SANTO DOMINGO, Dominican Republic (CNS) — Marianist Brother Richard E. Joyal, who was murdered in Haiti after withdrawing money at an ATM in late April, was a dedicated missionary who had worked in trying circumstances around the world, according to fellow members of the Society of Mary order.
Brother Joyal, 62, was shot three times in the back in an apparent robbery April 25. He had just withdrawn $1,000 from a bank in the Haitian capital, Port-au-Prince, when two men approached him on a motorcycle, stole his backpack and shot him.
Police said they had arrested a suspect in the murder, but they declined to identify him.
Brother Joyal traveled to Haiti to help close the Society of Mary mission there. He was due to return to his native Canada May 3.
“It’s a pity, a real pity,” Father Gerard Blais, who oversees the Marianist missions in Canada and Haiti, said in a phone interview with Catholic News Service April 30. “We knew the dangers there. He knew the dangers there.”
Brother Joyal was helping secure visas and passports for 10 young religious Haitian men who were being sent to Marianist properties in other countries as part of the closure of the Port-au-Prince mission.
The Haitian mission was being closed because of a separate murder of a Marianist brother last year. On Aug. 29, a young Haitian brother was killed in a shooting, Father Blais said.
“It was a very bad situation,” Father Blais said from his office outside of Quebec City. “We still don’t know why he was murdered. We had to remove three others — two Canadians and one French — from Haiti after that murder. And the bishop asked us to close.”
Father Blais said he asked Brother Joyal to travel to Haiti to close the mission “because he was used to working in hard situations.”
Brother Joyal left Winnipeg, Manitoba, as a young man in 1983 to open the Marianist ministry in India.

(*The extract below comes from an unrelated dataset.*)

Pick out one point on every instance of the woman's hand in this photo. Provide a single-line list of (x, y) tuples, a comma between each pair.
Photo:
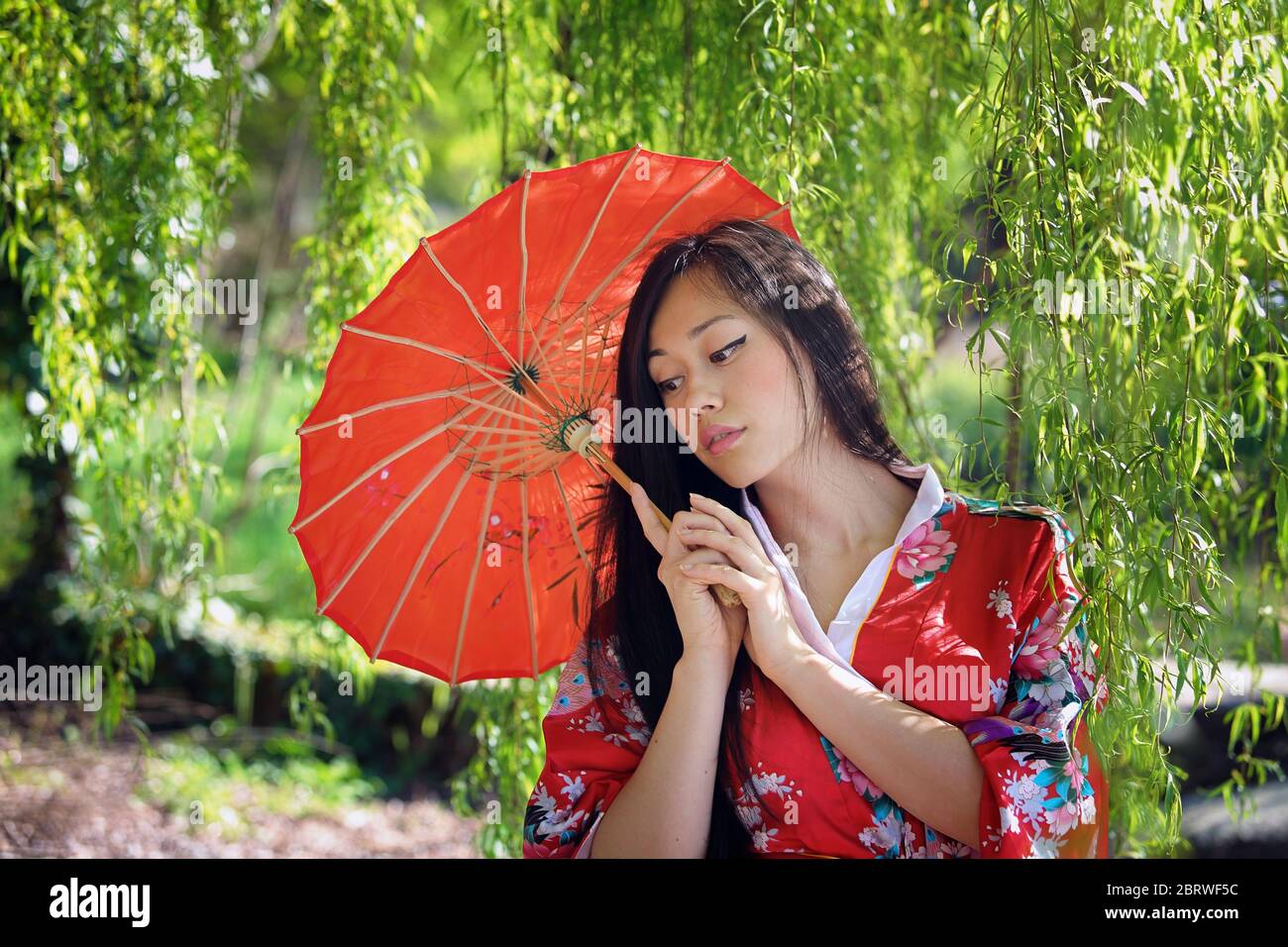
[(707, 626), (773, 639)]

He spent 20 years there, building a “care center for street children, developing lay communities and promoting vocations to Marianist life, both lay and religious,” according to a report on the mission published in 2006.
In 2004, he arrived alone in the Philippines, traveling to the Mindanao region, where clashes between Islamist separatist movements and the Philippine government had displaced hundreds of thousands of residents.
By the time he left four years later, Brother Joyal had created a ministry focused on working with impoverished, homeless children and a center “dedicated to the formation of young men interested in Marianist religious life,” according to an article in a Marianist newsletter in 2009.
He first traveled to Haiti after the disastrous 2010 earthquake.
“Where others saw only poverty and despair, he spoke enthusiastically of the deep faith and liturgical celebrations of her people,” wrote Isabella R. Moyer, president of the International Organization of Marianist Lay Communities, in a blog post April 29. “In an Easter message to a friend, (Brother Joyal) wrote: ‘I knew all along that Jesus was Indian. I also discovered that he was also Filipino. Now, I am discovering that he’s Haitian.'”
Brother Joyal’s body was cremated, said Father Blais, who is working with Canadian authorities to have the remains sent back to Canada, where services will be held.